Los Angeles experimental hip hop trio brought their twisted, scary vibes to the swish central London venue
Californian trio clipping. are anything but typical, and their background is almost as unpredictable as their musique concrète-inspired brand of industrial hip hop. But what you can count on is a sensory pummelling at their live shows, and that’s precisely how it panned out at London’s sparkling, hi-spec venue HERE at Outernet, Soho. This review might even need a strobe warning itself.
Defying hip hop conventions throughout their four full-length releases to date, the trio are more akin to industrial noise artists, or the eye-twitching electronica of Aphex Twin, than they are with the majority of rap music coming out of the Golden State. Likely why they share a fanbase with fellow experimental cult phenomenon Death Grips, and said fans were out in full force for this rare London clipping. gig.

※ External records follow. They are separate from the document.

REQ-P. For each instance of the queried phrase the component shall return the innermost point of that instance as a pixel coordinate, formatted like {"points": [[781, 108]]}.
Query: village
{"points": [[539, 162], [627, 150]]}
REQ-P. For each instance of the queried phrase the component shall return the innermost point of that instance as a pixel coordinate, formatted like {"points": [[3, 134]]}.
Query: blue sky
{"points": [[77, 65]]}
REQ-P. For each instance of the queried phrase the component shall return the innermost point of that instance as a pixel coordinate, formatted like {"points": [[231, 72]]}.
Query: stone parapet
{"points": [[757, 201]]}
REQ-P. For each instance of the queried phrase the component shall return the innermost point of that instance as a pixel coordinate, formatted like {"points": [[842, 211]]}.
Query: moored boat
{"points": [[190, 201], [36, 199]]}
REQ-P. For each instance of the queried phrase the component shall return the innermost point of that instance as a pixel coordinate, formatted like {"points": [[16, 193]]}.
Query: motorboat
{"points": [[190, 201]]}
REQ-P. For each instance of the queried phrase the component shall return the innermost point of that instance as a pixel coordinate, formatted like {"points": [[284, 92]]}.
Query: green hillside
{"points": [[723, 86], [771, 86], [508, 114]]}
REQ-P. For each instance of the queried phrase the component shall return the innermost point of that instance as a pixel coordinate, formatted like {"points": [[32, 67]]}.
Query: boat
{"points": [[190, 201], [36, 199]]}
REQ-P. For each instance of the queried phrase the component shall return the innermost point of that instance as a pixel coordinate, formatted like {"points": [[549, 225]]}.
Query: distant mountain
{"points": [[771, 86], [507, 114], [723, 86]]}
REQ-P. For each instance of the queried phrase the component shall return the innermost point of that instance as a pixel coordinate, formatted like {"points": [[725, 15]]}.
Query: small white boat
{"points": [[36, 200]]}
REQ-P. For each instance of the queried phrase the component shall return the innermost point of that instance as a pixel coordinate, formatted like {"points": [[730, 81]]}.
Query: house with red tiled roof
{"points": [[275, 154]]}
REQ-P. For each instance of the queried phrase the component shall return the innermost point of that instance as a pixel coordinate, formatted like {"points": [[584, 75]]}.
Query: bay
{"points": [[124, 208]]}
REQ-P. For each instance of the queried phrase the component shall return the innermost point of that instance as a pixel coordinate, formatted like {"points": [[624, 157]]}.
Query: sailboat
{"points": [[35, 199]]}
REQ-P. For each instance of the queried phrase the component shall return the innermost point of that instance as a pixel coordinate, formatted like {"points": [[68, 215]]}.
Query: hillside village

As VHS-esque distorted visuals took up the entire back wall of the venue, there was a solitary “London” spoken from the distance, before the trio – consisting of rapper Daveed Diggs, alongside beat technicians William Hutson and Jonathan Snipes – entered the stage to an extended version of ‘Blood of the Fang’. From then on, it was an unrelenting display of atonal electronica and chest-busting breakbeats for nearly 90 minutes, captivating the 2,000-capacity crowd.
“How you feeling? It is ‘Scary Tuesday’…,” Diggs confirmed. Who knows what ‘Scary Tuesday’ is, but they fulfilled their promise of both mesmerising and menacing London all night. Everything about clipping. screams horrorcore; producers Hutson and Snipes collage real-world samples from exclusively non-instrumental sounds, capturing bricks, bottles, bells and metal bashing, before creating beats with it. There’s an eerie, ominous B-movie feel to their tracks, reminiscent of sh*tting yourself playing Silent Hill for the first time or that unshakeable feeling that you’re being stalked after watching a John Carpenter film.
It’s a dislocating thought – knowing that Diggs played a prominent role in hit Broadway musical Hamilton (for which he won a Tony Award for), considering his graphic, lobe-lashing lyricism focuses almost entirely on neighbourhood gang culture or bloodied bodies that’d give video nasties a run for their money. Rapping about “your dick and your veins and your guts” on the Species-esque ‘Body & Blood’ certainly roused the crowd, however.
With Snipes and Hutson perched behind the deck in the middle, Diggs paraded around as they broke out ‘Check The Lock’ mid-set, one of the trio’s more rhythmic offerings. At times it seems as though Diggs and the producing duo are performing entirely different tracks, before the laidback rapper seamlessly adds his rapid flow to the beat.
The Sub Pop-signed group kept the intensity high throughout the seance-gone-wrong themed ‘Visions Of Bodies Being Burned’ and ‘Shooter’, before the crowd egged them back on for the encore of ‘Nothing Is Safe’. No doubt their opus, the expansive crescendo capped off an evening of punishment. But it was perfect.